Soweit der Zeuge Y. bekundet hat, sie hätten Fahrzeuglängen zugrunde gelegt „und sich dabei an geparkten Fahrzeugen orientiert“, ist unklar, ob es sich um tatsächlich vorhandene Fahrzeuge oder um fiktive Fahrzeuge gehandelt hat, wobei für letzteres die Aussage des Zeugen X. spricht, der parkende Fahrzeuge nicht erwähnt hat, und auch die „Google Maps mit Street View“ zu entnehmende Örtlichkeit, die keine Parkmöglichkeiten für Fahrzeuge erkennen lässt.
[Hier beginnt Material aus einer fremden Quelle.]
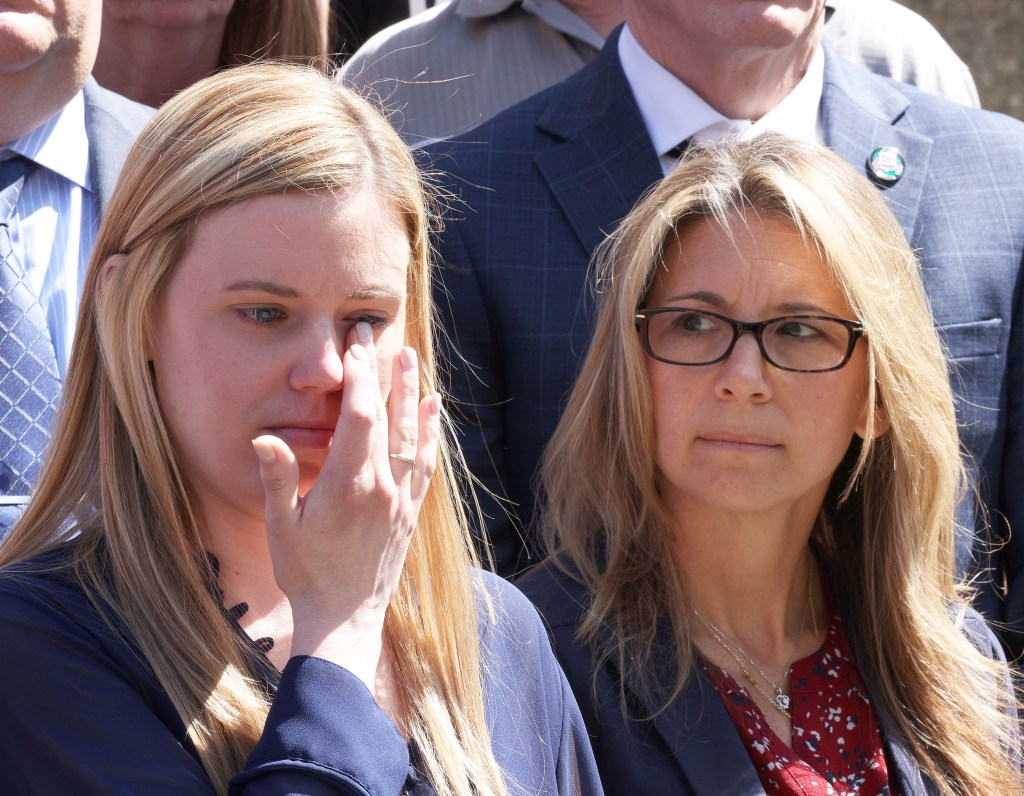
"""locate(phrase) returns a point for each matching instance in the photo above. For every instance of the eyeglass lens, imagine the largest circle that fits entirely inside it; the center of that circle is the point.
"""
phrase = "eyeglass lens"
(691, 337)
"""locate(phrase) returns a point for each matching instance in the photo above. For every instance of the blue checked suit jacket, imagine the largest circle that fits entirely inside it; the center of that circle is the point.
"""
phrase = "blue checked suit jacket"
(543, 183)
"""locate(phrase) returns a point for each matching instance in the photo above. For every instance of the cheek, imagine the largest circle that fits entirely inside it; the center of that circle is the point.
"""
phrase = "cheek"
(388, 346)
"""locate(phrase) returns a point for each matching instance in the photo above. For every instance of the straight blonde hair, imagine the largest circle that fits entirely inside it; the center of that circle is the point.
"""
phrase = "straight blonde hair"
(885, 535)
(113, 479)
(296, 31)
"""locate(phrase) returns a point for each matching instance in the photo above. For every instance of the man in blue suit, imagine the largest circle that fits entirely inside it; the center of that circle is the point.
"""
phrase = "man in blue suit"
(62, 140)
(544, 182)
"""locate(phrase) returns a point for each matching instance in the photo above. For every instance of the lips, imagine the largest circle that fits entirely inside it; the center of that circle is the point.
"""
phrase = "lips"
(739, 441)
(310, 435)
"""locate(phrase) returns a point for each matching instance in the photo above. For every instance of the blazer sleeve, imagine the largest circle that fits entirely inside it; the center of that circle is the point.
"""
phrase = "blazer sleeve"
(1011, 501)
(83, 715)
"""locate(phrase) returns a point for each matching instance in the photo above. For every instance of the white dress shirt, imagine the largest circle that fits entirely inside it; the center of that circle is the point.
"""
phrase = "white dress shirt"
(673, 113)
(56, 219)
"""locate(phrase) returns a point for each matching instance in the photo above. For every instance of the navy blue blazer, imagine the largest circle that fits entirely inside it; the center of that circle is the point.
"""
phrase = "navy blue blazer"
(691, 748)
(543, 183)
(83, 714)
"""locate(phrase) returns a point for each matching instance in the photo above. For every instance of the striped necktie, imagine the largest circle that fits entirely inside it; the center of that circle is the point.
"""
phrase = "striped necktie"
(30, 384)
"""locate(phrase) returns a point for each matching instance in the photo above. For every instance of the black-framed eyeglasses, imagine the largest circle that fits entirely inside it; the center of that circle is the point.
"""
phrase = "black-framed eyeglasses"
(800, 343)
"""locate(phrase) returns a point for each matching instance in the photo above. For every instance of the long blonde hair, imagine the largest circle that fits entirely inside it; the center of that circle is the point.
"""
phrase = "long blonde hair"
(113, 478)
(297, 31)
(885, 535)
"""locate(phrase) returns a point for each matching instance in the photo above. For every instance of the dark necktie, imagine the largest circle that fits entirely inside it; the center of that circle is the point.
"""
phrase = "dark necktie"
(677, 152)
(30, 384)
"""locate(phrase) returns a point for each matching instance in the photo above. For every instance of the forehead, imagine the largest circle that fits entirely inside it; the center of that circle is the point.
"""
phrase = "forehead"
(323, 241)
(753, 257)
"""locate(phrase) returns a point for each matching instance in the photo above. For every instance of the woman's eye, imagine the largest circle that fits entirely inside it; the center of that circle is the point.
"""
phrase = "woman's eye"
(375, 321)
(797, 330)
(261, 315)
(692, 323)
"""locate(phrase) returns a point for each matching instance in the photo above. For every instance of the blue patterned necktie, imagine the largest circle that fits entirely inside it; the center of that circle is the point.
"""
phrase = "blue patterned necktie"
(30, 384)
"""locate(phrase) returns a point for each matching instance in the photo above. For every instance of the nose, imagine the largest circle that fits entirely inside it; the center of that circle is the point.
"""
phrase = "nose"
(743, 374)
(317, 364)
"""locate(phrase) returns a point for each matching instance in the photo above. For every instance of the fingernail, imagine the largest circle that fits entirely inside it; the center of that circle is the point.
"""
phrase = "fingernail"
(264, 451)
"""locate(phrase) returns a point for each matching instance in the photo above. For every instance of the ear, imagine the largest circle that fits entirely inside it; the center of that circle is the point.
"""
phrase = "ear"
(881, 422)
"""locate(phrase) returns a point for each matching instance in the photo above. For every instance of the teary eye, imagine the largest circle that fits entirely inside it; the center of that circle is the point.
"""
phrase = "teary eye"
(797, 329)
(692, 322)
(260, 315)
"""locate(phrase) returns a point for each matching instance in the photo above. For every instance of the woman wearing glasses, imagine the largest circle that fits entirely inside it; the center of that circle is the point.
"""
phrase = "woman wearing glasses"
(751, 502)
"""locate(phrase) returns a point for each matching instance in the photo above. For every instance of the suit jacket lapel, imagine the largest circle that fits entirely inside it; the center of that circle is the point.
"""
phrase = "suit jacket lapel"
(697, 728)
(605, 161)
(109, 140)
(861, 113)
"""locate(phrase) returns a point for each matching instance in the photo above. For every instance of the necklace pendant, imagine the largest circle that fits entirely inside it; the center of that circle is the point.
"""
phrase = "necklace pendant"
(781, 700)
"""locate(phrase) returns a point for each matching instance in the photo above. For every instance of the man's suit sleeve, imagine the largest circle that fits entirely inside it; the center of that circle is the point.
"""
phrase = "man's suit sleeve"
(1012, 482)
(476, 390)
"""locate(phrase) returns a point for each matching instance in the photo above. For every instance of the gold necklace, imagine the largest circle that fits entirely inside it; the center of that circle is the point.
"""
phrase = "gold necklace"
(781, 700)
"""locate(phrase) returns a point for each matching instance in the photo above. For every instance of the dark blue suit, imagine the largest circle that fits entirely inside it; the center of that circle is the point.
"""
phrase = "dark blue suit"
(546, 180)
(691, 748)
(84, 714)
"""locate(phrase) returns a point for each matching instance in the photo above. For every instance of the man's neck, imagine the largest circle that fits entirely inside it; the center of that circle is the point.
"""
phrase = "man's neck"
(738, 82)
(602, 15)
(150, 66)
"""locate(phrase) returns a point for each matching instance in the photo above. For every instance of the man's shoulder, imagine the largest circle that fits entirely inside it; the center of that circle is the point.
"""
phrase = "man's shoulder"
(558, 594)
(920, 111)
(404, 48)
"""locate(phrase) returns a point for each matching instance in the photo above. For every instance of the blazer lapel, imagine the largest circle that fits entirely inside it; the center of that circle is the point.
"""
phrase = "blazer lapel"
(860, 113)
(109, 141)
(697, 729)
(605, 161)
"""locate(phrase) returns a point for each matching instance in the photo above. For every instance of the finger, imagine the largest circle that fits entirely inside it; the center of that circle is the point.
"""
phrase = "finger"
(426, 455)
(361, 411)
(403, 416)
(280, 473)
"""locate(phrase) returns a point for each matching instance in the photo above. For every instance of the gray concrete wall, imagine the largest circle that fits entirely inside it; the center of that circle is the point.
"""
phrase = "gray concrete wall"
(988, 35)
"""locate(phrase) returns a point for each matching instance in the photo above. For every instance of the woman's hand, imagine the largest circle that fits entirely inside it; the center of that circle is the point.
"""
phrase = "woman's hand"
(339, 550)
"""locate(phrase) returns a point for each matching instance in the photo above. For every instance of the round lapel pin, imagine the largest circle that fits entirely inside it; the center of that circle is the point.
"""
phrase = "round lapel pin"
(886, 164)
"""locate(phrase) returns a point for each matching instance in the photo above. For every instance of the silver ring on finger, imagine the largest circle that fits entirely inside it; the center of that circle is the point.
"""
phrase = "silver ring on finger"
(401, 457)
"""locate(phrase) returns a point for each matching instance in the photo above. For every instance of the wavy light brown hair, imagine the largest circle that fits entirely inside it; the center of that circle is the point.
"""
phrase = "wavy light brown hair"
(885, 535)
(114, 482)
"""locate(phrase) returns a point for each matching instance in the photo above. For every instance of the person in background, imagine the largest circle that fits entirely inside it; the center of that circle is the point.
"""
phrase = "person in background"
(545, 181)
(62, 139)
(245, 569)
(150, 50)
(751, 502)
(460, 64)
(356, 21)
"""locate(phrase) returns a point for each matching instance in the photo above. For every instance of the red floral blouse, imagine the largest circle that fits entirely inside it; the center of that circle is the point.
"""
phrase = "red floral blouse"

Soweit der Zeuge bekundet hat, „bei ihrer Schätzung seien sie zugunsten des Betroffenen sehr großzügig verfahren“, gilt das zuvor Angeführte.

Der aufgezeigte Mangel in der Beweiswürdigung führt zur Aufhebung des Urteils insgesamt, obwohl die Feststellungen zwar keinen qualifizierten, wohl aber einen einfachen Verstoß gegen § 37 Abs. 2 StVO belegen. Denn die Frage der Rotlichtdauer betrifft den Schuldumfang und die hierzu getroffenen Feststellungen sind untrennbar mit den Schuldfeststellungen verknüpft (ständige Senatsrechtsprechung, vgl. nur Senat NJW 2004, 3439).
Dass noch Feststellungen getroffen werden können, die einen qualifizierten Verstoß belegen, vermag der Senat nicht auszuschließen.